Liz squints, “dude, you went from dirt poor and crying about money every other day to funding all our outings, buying us food all the time, and after like two months of avoiding giving us answers you told us you got a new job. It seemed pretty obvious that you’re a sugar baby. No judgement,” she throws out there.
“A job?” Tony asks and Peter lets out a squeak.
“You make money at jobs, I panicked!” he says in his defense.
“Why not just tell them the truth?” Tony asks, raising an eyebrow.
“I didn’t think you wanted to deal with the press and stuff and I get that so I kept it to myself,” Peter says and Tony frowns.
“So... you haven’t said anything because you thought I didn’t want people to know?” he asks.
Peter shrugs, “more or less and I get it, its okay. People will probably say some really nasty things and I can see why you wouldn’t want to-” his words are cut off as Tony draws him in for a kiss. He goes, making a surprised noise but happily leaning into it.
“Baby I thought you didn’t want people to know and I couldn’t figure out why. God, we’re dumb,” he mumbles.
“Does this mean we get to live here now? Because now that I have seen how rich people live I don’t want to go back,” Ned says, earning a snort from Liz. She’s the only one of them that grew up not dirt poor so this probably isn’t that big of a step up for her.
“Obviously. If Peter wasn’t paying his portion of the rent something tells me you wouldn’t be able to afford the place you had,” Tony says and Peter relaxes.
“Oh thank god! I didn’t want to be rude and say no to this place but I wasn’t about to screw my friends over either,” he says, realizing too late that there must have been a reason for them being here. Then he frowns, “wait, how did you guys get here?” he asks.
“Subway,” Ned tells him and MJ rolls her eyes.
“There was a note on the table from a T.S with this address and we assumed it was for you and we all wanted to see what being a sugar baby would get us so we decided to snoop and hope we didn’t find you fucking some old as tits boomer,” MJ says bluntly.
“Also if this was a job its a damn lie that I wouldn’t want a job where I get to sleep with Tony Stark,” Liz tells him.
“I’m so glad I don’t need to feel guilty for the free stuff,” Ned says, hand pressed to his chest. “I was wondering if maybe you decided fuck it and were maxing out a line of credit or something.”
Peter nods. “Hm. Makes sense. So now I’m sexiling all of you because I don’t want to have to worry about being quiet. Get you lemon chicken and go,” Peter tells them.

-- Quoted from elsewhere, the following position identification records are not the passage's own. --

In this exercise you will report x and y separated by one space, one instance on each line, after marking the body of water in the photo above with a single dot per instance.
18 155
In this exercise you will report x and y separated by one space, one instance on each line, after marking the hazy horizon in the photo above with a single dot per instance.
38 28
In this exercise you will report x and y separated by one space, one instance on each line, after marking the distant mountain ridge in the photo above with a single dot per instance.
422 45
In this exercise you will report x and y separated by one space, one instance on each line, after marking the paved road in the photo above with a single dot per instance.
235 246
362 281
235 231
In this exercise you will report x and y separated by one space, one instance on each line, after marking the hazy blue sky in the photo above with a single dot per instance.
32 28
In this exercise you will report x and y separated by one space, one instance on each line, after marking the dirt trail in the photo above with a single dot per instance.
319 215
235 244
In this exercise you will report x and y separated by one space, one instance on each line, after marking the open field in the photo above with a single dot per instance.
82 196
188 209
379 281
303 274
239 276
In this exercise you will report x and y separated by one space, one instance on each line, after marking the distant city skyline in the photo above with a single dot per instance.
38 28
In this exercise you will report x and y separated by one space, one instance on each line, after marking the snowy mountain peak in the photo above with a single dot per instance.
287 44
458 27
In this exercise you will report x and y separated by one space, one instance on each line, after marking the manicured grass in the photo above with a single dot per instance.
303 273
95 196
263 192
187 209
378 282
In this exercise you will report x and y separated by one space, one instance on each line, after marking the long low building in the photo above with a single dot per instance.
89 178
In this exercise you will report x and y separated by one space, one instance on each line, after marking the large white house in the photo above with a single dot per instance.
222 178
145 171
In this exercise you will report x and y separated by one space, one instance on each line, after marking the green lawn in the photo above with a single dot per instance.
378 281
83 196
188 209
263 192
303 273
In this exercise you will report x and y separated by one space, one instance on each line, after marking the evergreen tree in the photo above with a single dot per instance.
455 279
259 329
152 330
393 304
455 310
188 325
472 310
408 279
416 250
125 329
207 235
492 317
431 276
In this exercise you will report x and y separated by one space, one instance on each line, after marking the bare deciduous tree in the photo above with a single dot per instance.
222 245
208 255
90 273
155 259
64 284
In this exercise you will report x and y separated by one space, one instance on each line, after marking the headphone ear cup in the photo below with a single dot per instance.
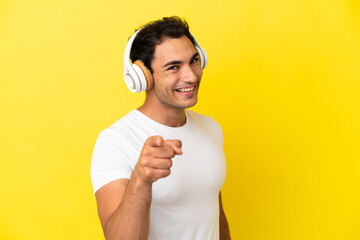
147 76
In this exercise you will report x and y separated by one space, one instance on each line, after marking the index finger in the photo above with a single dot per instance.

Ned wrinkles his nose. “Gross, dude.”
MJ snorts, “like you wouldn’t sleep with Tony Stark. Not like that’s a hardship. We might as well pack our shit at home,” she points out.
“Uh huh, whatever you guys need to do. Now out so I can get fucked through my mattress,” he says, grabbing Tony’s hand and dragging him off through the kitchen before he pauses. “Wait, where’s my room?” he asks and Tony laughs.
“Follow me, baby. Glad you liked it,” he murmurs as he pulls Peter along.